Semua manusia mempunyai hati sanubari, bagian yang paling
penting sebagai inti kehidupan. Dalam anatomi tubuh manusia, di manakah
letaknya hati sanubari, saya bertanya-tanya sesudah merenungkan kalimat sang
dalang yang ditulis kembali oleh sahabat saya, Siti Murkanti. Saat ini, Siti
Murkanti bersama saya sedang mempersiapkan pewayangan dengan penokohannya yang
ditampilkan di atas batik. Pewayangan merupakan domain kaum lelaki yang secara
khusus dan turun temurun berasal dari keluarga para dalang. Memperhatikan
kehidupan manusia Indonesia, yang terus mengubah dirinya, kami sebagai
perempuan turut terpanggil untuk membangun masyarakat yang berkeadilan dan
damai. Pewayangan melalui batik adalah
upaya untuk menyederhanakan tata cara pewayangan sehingga seorang perempuan
bisa menaburkan cerita-cerita “sejatine rasa” kepada anak-anak maupun orang dewasa
untuk tetap “eling”, ingat berperilaku kehidupan yang bersahaja di dalam dunia
yang meresahkan dirinya.
Gerakan jati rasa, “sejatine rasa” adalah gerakan membawa
kembali kehidupan manusia ke dalam hati sanubarinya. Ketika ditanyakan di mana
letak hati sanubari manusia, maka kita bisa mencermatikan dalam cetak biru
penciptaan Allah kepada manusia. Apakah yang mendebarkan manusia ketika ada perasaan suka, senang? Apa yang
mendebarkan manusia ketika ada perasaan marah? Apa yang menebarkan manusia ketika
ada perasaan kesal? Dalam diri manusia
ada tempat yang menebar-nebarkan, tetapi juga ada tempat yang membuat manusia
merasa ada bagian yang pening, berdenyut-denyut. Sering kita mendengar
seseorang mengatakan, kepalanya berdenting ketika hatinya berdebar-debar.
Manusia sangat kompleks. Ia sejak kecil diajarkan supaya tenang, tersenyum dengan
anggapan manusia bisa bernapas secara otomatis. Pewayangan “batik” menolong
kita mendengar cerita-cerita penokohan wayang yang mencerminkan karakter
"sejatine rasa" tetapi sekaligus secara bersama-sama menata kembali cara merawat, menjaga tubuh dalam keseimbangan.
Tulisan dianggap sebagai hasil dari proses berlogika.
Anggapan ini benar! Tetapi anggapan ini belum cukup untuk membuat suatu tulisan
bisa membangun imajinasi sekaligus menggerakan orang lain yang membacanya.

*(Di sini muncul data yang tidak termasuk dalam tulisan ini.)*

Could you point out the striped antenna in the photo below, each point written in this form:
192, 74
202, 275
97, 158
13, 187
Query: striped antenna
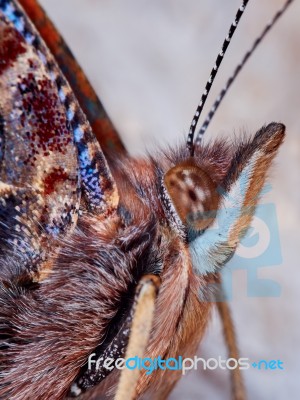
236, 72
190, 139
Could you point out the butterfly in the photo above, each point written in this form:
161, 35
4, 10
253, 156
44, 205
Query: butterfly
101, 252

Karena itu, tulisan merupakan proses permenungan yang perumusannya terjadi
berbarengan dengan cara menata napas manusia. Keseimbangan dalam emosi,
pencarian makna hidup mengejawantahkan dalam proses berpikir sehingga
menghasilan tulisan yang menggerakan pembacaan menjadi suatu monumen tindakan
yang diterima dalam kesadaran untuk perubahan diri.

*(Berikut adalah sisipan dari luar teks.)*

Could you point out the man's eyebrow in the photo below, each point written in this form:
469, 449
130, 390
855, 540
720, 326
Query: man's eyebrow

“Sejatine rasa”, sebagai suatu gerakan adalah proses
pencernaan kata-kata sebagai hasil berpikir yang diimplementasikan ke dalam
diri sehingga memungkinkan kata-kata mengubah mengejewantahkan menjadi tindakan yang menenangkan,
mendamaikan untuk kemudian digerakan secara berantai oleh sesama lainnya. Sebagai suatu gerakan gelombang dari efek
echo, gerakan “sejatine rasa” meninggalkan kerinduan kepada manusia kepada
hubungannya dengan Sang Pencipta. Pada
tingkatan ini, perasaan lainnya, yang terkait dengan kekesalan, keputusasaan,
kedukaan, mengalami pengangkatan karena gerakan “sejatine rasa” menghadirkan
kekuatan Sang Pencipta dalam tindakan harapan untuk mengubah situasi yang kacau
menjadi layak dihidupkan kembali.
“Sejatine rasa” memang bukan domain Karl Marx karena gerakan
ini adalah warisan bumi persada yang sampai sekarang tidak memisahkan dirinya
ketika alam kesadaran terbagi-bagi di antara yang suci dan yang profan. Gerakan “sejatine rasa” adalah cara untuk
mengintegrasikan diri manusia sesudah dipenggal-penggal oleh berbagai ajaran
dan ideologi yang ternyata menghilangkan orientasi hidup manusia kepada
pemaknaan nilai kehidupan dalam bertingkah laku yang mulia di dunia ini.
Anda adalah bagian dari gerakan “sejatine rasa” ketika
pembacaan ini selesai, karena ternyata kehidupan itu sendiri tidak pernah
berhenti sesudah pembacaan ini berakhir.